The combination research and outreach project is coordinated by Kristin Patton, a veterinary pathologist with the college’s Veterinary Diagnostic Laboratory. An assistant professor of veterinary medicine, she has frequently done demonstrations at Marion Elementary School, which her daughter attends. Patton decided to launch a more formal project with the support of the Banfield Charitable Trust in part, she says, because Oregon needs a more diverse pool of potential veterinary doctors.

“About eight out of 10 of the students in the college are female, most are white, and many will end up working in an urban area,” Patton said. “It’s getting more difficult to find students who want to work in rural environments and broadening the appeal of students interested in veterinary medicine is one place to start.”

Patton will conduct a baseline survey with the students in grades K-5, and then return to the school once a month over the next four months to present demonstrations and information on animal bones, brains, lungs and intestines. Each school will receive a set of 10 anatomical models of dogs and each student will receive a stethoscope, coloring books and veterinary-related stickers, donated by the Banfield Charitable Trust.

In February, the focus will be on Future Veterinarian Day. In March, Patton will bring to the schools freeze-dried horse limbs, horse and buffalo skulls and other materials so they can compare the skeletal structures of different animals to their anatomical models. During the session on intestines, the kids will look – but not touch – a preserved llama stomach and a freeze-dried horse colon.

Between the “yucks” and “icks,” Patton is hoping the students absorb a lesson about the importance of veterinary medicine not only for household pets, but to support Oregon’s horses, cattle, dairy cows, llamas and other animals.

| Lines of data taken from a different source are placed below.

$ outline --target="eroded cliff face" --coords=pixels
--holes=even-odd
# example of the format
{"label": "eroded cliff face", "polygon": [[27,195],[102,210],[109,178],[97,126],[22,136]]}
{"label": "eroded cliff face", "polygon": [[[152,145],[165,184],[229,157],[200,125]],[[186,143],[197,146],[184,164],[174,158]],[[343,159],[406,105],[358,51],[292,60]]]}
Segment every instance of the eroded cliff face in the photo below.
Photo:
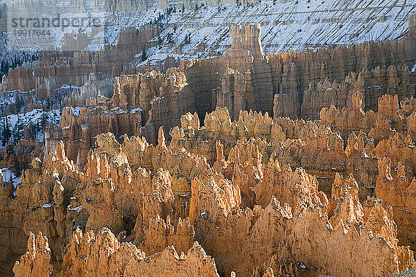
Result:
{"label": "eroded cliff face", "polygon": [[[349,47],[329,46],[316,51],[270,53],[266,58],[261,43],[261,29],[258,24],[232,25],[229,32],[232,46],[221,57],[180,61],[177,67],[162,71],[139,73],[137,69],[114,66],[111,69],[112,74],[116,76],[112,94],[107,91],[111,80],[107,76],[100,81],[85,81],[79,91],[70,94],[64,102],[85,105],[82,116],[80,116],[75,120],[64,114],[59,128],[48,132],[46,138],[53,139],[45,149],[53,149],[57,139],[64,140],[66,144],[72,145],[68,153],[70,159],[76,160],[79,156],[77,164],[83,166],[86,162],[84,149],[89,144],[94,145],[99,132],[112,132],[117,138],[124,133],[141,136],[149,143],[156,143],[159,127],[164,126],[170,138],[169,130],[179,125],[182,115],[196,112],[202,121],[207,113],[219,107],[227,107],[232,120],[239,120],[240,110],[250,109],[267,112],[277,120],[281,120],[282,116],[320,118],[327,125],[336,125],[339,130],[335,131],[339,131],[347,141],[353,130],[363,129],[368,132],[374,124],[379,129],[383,127],[385,123],[376,122],[376,116],[362,116],[363,111],[376,111],[380,106],[378,99],[381,96],[397,95],[398,100],[401,101],[411,98],[416,93],[416,77],[409,68],[413,57],[404,49],[405,44],[414,41],[414,36]],[[143,43],[144,37],[148,38],[155,33],[152,30],[139,30],[135,36],[132,30],[127,30],[119,38],[120,45],[117,47],[130,53],[134,49],[128,48],[128,42],[132,40]],[[111,56],[114,49],[106,51]],[[105,51],[96,53],[105,54]],[[83,57],[84,54],[77,55],[76,60],[83,61],[83,64],[89,60],[101,61],[98,57],[92,60]],[[102,60],[105,64],[107,62]],[[165,64],[168,64],[165,61]],[[100,92],[89,92],[94,89]],[[357,93],[362,96],[361,104],[360,100],[355,99]],[[331,107],[325,109],[332,105],[341,114],[335,114]],[[115,111],[115,108],[121,108],[125,112]],[[342,115],[343,108],[349,109]],[[132,110],[134,112],[129,112]],[[121,115],[123,113],[125,114]],[[390,119],[381,114],[377,116]],[[337,116],[342,118],[335,124],[334,118]],[[356,116],[365,122],[356,120]],[[71,121],[77,121],[78,126]],[[103,126],[95,127],[98,121],[104,123]],[[92,138],[85,138],[87,141],[83,138],[80,143],[83,124],[91,125],[89,136]],[[73,129],[73,134],[60,129],[67,126],[72,126],[70,129]],[[374,132],[385,136],[387,131]],[[261,132],[268,132],[266,129]],[[71,138],[67,140],[68,137]],[[45,152],[47,154],[47,151]]]}
{"label": "eroded cliff face", "polygon": [[[40,157],[21,184],[1,180],[1,274],[21,255],[17,276],[372,276],[416,267],[414,30],[266,58],[259,24],[232,25],[222,57],[124,68],[130,43],[157,33],[127,30],[117,47],[46,55],[35,73],[46,82],[17,84],[31,74],[22,68],[4,83],[35,82],[37,99],[66,73],[83,86],[64,98],[83,107],[64,108],[44,154],[22,159]],[[85,75],[101,70],[102,79]]]}
{"label": "eroded cliff face", "polygon": [[[252,114],[241,116],[248,123]],[[233,125],[226,109],[207,118],[216,118],[206,120],[208,129]],[[183,117],[187,132],[202,132],[198,120]],[[100,134],[83,172],[62,142],[44,161],[34,161],[17,195],[42,184],[50,196],[39,209],[57,215],[62,206],[66,216],[27,226],[29,250],[15,265],[17,276],[92,276],[97,269],[128,276],[385,276],[416,266],[413,251],[398,244],[391,208],[361,202],[352,175],[337,173],[327,197],[315,176],[268,154],[266,138],[239,141],[228,159],[216,141],[212,166],[186,148],[168,148],[162,127],[157,141],[125,136],[120,144]],[[44,181],[48,168],[53,187]],[[35,239],[31,231],[44,235]]]}

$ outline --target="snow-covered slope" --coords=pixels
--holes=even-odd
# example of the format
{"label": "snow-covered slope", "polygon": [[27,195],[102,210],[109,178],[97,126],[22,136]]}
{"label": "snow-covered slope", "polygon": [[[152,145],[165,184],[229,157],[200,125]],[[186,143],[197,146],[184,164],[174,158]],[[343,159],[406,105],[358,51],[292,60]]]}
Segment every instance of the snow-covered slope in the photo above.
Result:
{"label": "snow-covered slope", "polygon": [[[392,39],[406,33],[408,17],[415,12],[416,1],[406,0],[276,1],[254,6],[204,6],[183,14],[177,10],[162,21],[168,28],[161,37],[166,42],[168,34],[171,34],[174,45],[160,50],[155,47],[148,55],[153,60],[163,60],[169,53],[183,59],[215,55],[231,44],[229,24],[260,23],[266,53]],[[143,12],[139,23],[143,24],[154,12]],[[119,22],[137,24],[134,17],[127,21],[127,17],[120,15]],[[188,34],[191,44],[182,46],[182,54],[173,53],[178,52],[175,50]],[[198,52],[201,43],[205,44],[205,51]]]}

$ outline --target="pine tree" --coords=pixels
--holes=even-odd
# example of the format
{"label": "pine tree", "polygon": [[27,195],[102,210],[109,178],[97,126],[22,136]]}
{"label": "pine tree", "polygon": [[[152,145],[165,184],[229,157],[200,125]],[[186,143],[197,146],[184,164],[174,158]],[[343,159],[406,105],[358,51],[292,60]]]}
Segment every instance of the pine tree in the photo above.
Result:
{"label": "pine tree", "polygon": [[143,49],[141,52],[141,62],[144,62],[147,60],[147,55],[146,53],[146,49]]}

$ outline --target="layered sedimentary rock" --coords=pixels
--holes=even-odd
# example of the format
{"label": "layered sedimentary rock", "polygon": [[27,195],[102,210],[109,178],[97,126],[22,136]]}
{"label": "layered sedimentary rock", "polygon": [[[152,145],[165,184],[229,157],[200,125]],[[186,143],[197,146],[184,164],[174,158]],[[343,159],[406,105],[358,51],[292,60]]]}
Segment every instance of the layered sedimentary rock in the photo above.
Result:
{"label": "layered sedimentary rock", "polygon": [[[225,123],[230,122],[227,110],[219,109],[216,113],[223,120],[218,120],[215,125],[215,120],[211,124],[207,119],[207,127],[226,128]],[[248,123],[253,116],[245,116]],[[187,115],[182,121],[187,132],[199,127],[196,115]],[[204,276],[216,276],[216,270],[221,275],[234,271],[240,276],[271,272],[385,276],[416,265],[408,247],[398,245],[391,210],[374,198],[362,204],[358,184],[352,176],[344,179],[337,174],[328,200],[318,190],[315,176],[301,168],[281,165],[276,156],[268,154],[266,138],[264,143],[252,141],[248,148],[239,143],[227,159],[222,143],[216,142],[212,166],[205,157],[184,148],[169,149],[162,128],[157,140],[157,145],[153,146],[144,138],[125,136],[119,144],[112,134],[99,135],[97,148],[88,154],[83,173],[74,171],[62,143],[42,165],[35,163],[42,172],[54,168],[57,180],[62,184],[60,190],[54,186],[51,206],[55,209],[60,203],[67,204],[62,222],[68,227],[62,230],[65,236],[59,238],[72,238],[72,242],[63,257],[54,256],[62,248],[53,244],[48,248],[44,238],[38,236],[39,242],[35,247],[31,242],[28,254],[15,266],[17,276],[28,267],[40,271],[38,265],[51,265],[42,269],[51,268],[52,275],[88,275],[93,272],[90,269],[103,263],[106,265],[99,267],[100,270],[128,275],[137,270],[164,274],[168,266],[170,274],[199,269],[189,274]],[[263,160],[263,157],[269,158]],[[28,172],[25,176],[29,176]],[[31,183],[26,183],[31,186]],[[56,242],[51,229],[44,226],[28,231],[42,231]],[[77,227],[85,228],[86,234],[76,231]],[[120,244],[119,240],[125,242]],[[193,244],[195,240],[215,258],[215,264]],[[187,253],[187,258],[179,258],[171,245]],[[200,260],[191,258],[197,249],[201,253],[198,257],[211,262],[198,266]],[[321,254],[315,255],[315,249]],[[110,254],[98,257],[102,251]],[[111,258],[113,255],[119,258]],[[346,255],[351,256],[345,259]],[[114,260],[121,263],[113,264]],[[143,260],[148,262],[142,264]],[[187,261],[193,267],[182,269],[181,265],[187,266]]]}
{"label": "layered sedimentary rock", "polygon": [[182,253],[180,256],[174,248],[168,247],[156,255],[146,256],[131,243],[120,243],[106,228],[96,235],[92,231],[83,234],[77,229],[60,271],[50,265],[48,240],[41,233],[36,239],[31,233],[28,246],[28,251],[13,268],[17,276],[218,276],[214,259],[207,256],[196,242],[186,256]]}

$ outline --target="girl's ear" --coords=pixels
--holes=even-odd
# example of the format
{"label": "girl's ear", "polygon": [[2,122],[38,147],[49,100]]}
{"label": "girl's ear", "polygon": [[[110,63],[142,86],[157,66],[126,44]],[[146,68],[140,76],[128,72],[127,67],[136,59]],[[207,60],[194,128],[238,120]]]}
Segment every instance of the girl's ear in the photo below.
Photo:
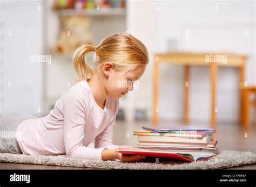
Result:
{"label": "girl's ear", "polygon": [[112,69],[113,69],[113,63],[111,62],[105,63],[103,65],[103,73],[106,77],[109,77],[110,76],[110,72]]}

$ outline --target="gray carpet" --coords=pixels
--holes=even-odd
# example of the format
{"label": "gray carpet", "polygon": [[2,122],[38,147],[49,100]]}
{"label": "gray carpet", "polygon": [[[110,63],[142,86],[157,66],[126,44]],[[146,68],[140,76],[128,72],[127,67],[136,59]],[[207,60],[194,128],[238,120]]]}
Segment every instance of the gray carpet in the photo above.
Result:
{"label": "gray carpet", "polygon": [[[147,159],[144,162],[122,163],[118,160],[101,161],[68,158],[65,155],[26,155],[0,153],[0,162],[103,168],[113,169],[218,169],[256,163],[256,154],[250,152],[223,150],[208,160],[191,163]],[[1,169],[1,168],[0,168]]]}

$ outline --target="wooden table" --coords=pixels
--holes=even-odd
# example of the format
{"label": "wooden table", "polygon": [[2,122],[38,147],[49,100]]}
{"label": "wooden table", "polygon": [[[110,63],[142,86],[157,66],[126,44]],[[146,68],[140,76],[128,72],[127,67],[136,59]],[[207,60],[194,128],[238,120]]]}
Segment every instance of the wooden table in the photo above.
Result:
{"label": "wooden table", "polygon": [[[226,56],[221,56],[226,55]],[[184,86],[186,82],[189,82],[189,69],[192,66],[209,66],[210,67],[211,87],[211,124],[214,128],[216,124],[215,117],[215,90],[218,68],[220,67],[233,67],[239,69],[239,88],[241,84],[244,83],[245,63],[247,59],[245,55],[238,55],[230,53],[194,53],[189,52],[169,52],[166,53],[157,53],[155,55],[155,62],[153,67],[153,123],[158,124],[158,114],[157,109],[158,107],[158,90],[160,76],[159,66],[160,63],[170,63],[185,66]],[[213,56],[215,56],[215,60]],[[220,57],[226,57],[226,63],[224,61],[220,61]],[[217,58],[218,57],[218,58]],[[209,61],[208,60],[210,59]],[[208,60],[208,62],[206,62]],[[184,110],[183,121],[185,124],[188,123],[188,87],[185,86]],[[242,103],[241,102],[241,89],[240,89],[240,115],[239,121],[241,120],[241,111]]]}

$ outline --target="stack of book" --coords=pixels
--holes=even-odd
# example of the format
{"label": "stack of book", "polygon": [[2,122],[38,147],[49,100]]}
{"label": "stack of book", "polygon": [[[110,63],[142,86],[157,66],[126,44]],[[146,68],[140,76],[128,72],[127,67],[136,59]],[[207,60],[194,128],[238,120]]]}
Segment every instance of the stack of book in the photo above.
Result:
{"label": "stack of book", "polygon": [[213,139],[215,131],[193,126],[143,127],[133,131],[133,135],[138,138],[139,149],[120,152],[189,162],[206,160],[217,154],[217,141]]}

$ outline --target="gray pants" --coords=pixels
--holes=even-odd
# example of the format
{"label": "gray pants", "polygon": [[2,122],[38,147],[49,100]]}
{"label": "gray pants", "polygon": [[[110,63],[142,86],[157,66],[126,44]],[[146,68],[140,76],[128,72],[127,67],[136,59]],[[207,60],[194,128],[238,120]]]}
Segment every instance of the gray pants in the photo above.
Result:
{"label": "gray pants", "polygon": [[22,121],[33,118],[38,118],[17,113],[0,118],[0,153],[22,154],[16,140],[16,129]]}

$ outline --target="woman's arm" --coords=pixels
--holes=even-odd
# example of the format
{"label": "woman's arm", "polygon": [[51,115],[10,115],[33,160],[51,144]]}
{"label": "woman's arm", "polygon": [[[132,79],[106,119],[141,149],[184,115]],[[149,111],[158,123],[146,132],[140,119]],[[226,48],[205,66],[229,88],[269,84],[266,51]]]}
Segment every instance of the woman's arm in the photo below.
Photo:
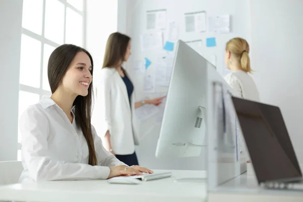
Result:
{"label": "woman's arm", "polygon": [[144,104],[152,104],[158,106],[162,103],[161,99],[163,99],[164,97],[165,97],[165,96],[161,97],[157,97],[153,99],[144,99],[143,101],[135,102],[135,109],[142,107],[143,105],[143,103]]}
{"label": "woman's arm", "polygon": [[111,142],[111,134],[110,134],[110,131],[109,131],[108,130],[106,132],[106,133],[105,134],[104,139],[105,141],[107,149],[108,151],[109,151],[111,153],[115,155],[115,153],[114,152],[113,148],[112,147],[112,142]]}
{"label": "woman's arm", "polygon": [[38,106],[29,107],[20,119],[22,162],[35,181],[107,179],[110,168],[51,159],[47,137],[49,122]]}
{"label": "woman's arm", "polygon": [[[119,165],[123,165],[126,166],[125,164],[120,161],[117,159],[111,153],[108,152],[103,146],[102,143],[102,140],[97,135],[97,133],[93,126],[92,126],[92,135],[94,140],[94,144],[95,147],[95,150],[96,151],[96,155],[97,156],[97,160],[98,161],[98,165],[103,166],[116,166]],[[107,132],[107,134],[108,133]],[[108,135],[106,135],[106,138],[107,135],[109,136],[110,139],[110,134],[109,132]],[[110,141],[110,139],[109,140]],[[107,143],[106,143],[107,144]]]}

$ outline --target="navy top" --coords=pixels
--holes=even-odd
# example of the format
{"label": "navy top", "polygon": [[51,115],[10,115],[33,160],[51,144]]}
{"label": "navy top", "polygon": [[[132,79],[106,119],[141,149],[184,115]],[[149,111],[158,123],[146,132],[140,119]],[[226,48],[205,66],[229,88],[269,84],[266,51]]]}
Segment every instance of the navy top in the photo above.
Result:
{"label": "navy top", "polygon": [[133,91],[134,90],[134,86],[131,81],[130,81],[130,80],[129,80],[129,78],[126,75],[126,74],[125,74],[125,72],[124,71],[123,71],[123,72],[124,72],[124,77],[122,77],[121,76],[121,78],[123,80],[123,81],[124,82],[124,83],[126,86],[126,89],[127,89],[127,94],[128,94],[128,100],[129,101],[129,105],[130,106],[130,108],[131,108],[131,105],[130,104],[130,96],[131,96],[131,94],[132,93]]}

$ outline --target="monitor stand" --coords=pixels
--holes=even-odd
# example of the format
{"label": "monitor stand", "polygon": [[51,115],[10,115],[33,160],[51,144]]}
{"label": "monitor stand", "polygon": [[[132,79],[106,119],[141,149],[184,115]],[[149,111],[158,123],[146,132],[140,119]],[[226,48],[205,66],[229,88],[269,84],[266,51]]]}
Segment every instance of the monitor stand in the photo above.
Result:
{"label": "monitor stand", "polygon": [[[206,109],[202,106],[199,106],[199,109],[201,111],[202,113],[202,117],[204,121],[205,121],[206,117]],[[196,146],[206,146],[205,145],[199,145],[194,144],[193,143],[189,143],[190,145]],[[207,177],[186,177],[184,178],[176,179],[174,180],[175,182],[206,182],[207,181]]]}
{"label": "monitor stand", "polygon": [[187,177],[176,179],[175,182],[207,182],[207,177]]}

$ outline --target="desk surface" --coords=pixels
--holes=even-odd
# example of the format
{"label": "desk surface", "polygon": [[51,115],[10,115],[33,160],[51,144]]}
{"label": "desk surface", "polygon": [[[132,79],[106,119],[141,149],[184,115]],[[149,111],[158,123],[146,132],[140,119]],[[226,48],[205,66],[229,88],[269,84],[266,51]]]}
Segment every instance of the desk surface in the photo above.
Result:
{"label": "desk surface", "polygon": [[110,184],[107,180],[58,181],[0,186],[0,201],[203,201],[206,182],[174,182],[183,177],[205,177],[206,171],[155,170],[172,172],[172,176],[140,184]]}
{"label": "desk surface", "polygon": [[209,191],[208,201],[303,201],[303,190],[267,189],[260,187],[255,175],[246,173]]}

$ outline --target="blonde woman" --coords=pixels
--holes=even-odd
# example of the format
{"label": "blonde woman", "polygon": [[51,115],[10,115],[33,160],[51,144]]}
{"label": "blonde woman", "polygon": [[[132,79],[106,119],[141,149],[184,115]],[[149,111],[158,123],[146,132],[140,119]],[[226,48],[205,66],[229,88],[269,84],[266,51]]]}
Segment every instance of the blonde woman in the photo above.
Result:
{"label": "blonde woman", "polygon": [[231,73],[224,79],[242,97],[260,101],[259,93],[256,83],[248,74],[251,72],[248,54],[249,46],[241,38],[234,38],[226,43],[224,61]]}
{"label": "blonde woman", "polygon": [[[259,102],[259,93],[252,78],[248,74],[251,72],[250,60],[248,54],[249,46],[246,40],[241,38],[234,38],[226,43],[224,61],[227,69],[231,73],[224,78],[225,81],[231,87],[236,91],[238,95],[244,99]],[[241,131],[238,130],[239,134]],[[243,139],[242,135],[240,135]],[[245,158],[250,163],[245,142],[242,146],[245,148]]]}

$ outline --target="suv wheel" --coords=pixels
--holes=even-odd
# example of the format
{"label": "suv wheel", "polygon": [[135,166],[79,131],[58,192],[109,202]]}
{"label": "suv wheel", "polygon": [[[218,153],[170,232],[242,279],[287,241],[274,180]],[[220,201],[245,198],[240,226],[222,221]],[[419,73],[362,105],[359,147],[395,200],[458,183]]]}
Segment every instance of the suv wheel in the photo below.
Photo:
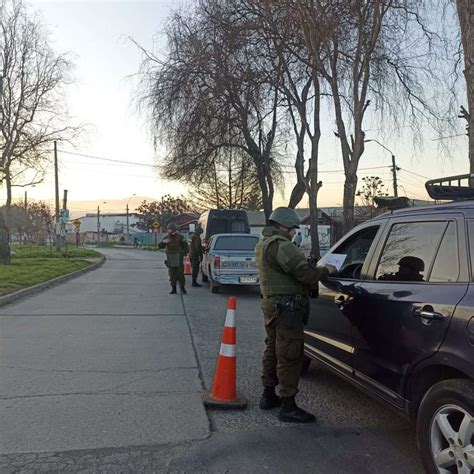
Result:
{"label": "suv wheel", "polygon": [[474,382],[433,385],[420,404],[416,431],[428,473],[474,472]]}
{"label": "suv wheel", "polygon": [[311,365],[311,359],[305,355],[303,357],[303,365],[301,366],[301,375],[306,374],[308,372],[309,366]]}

In May, the fifth-grade students from both schools will visit the College of Veterinary Medicine in Corvallis for a tour and take part in a post-project survey to see how much their knowledge and attitudes changed.

A second component to the project will feature middle and high school students from throughout western Oregon. Conducted under the auspices of Saturday Academy, the project will bring 20 middle school and 20 high school students to Corvallis on March 7 and March 14 for tours, demonstrations and hands-on experience. The students will help with a medical exam on a patient at OSU’s veterinary hospital, tour the labs, watch a video clip of a surgery, and take a dog into the newly completed canine rehabilitation facility for hydrotherapy. This portion of the project also is supported by the Banfield Charitable Trust.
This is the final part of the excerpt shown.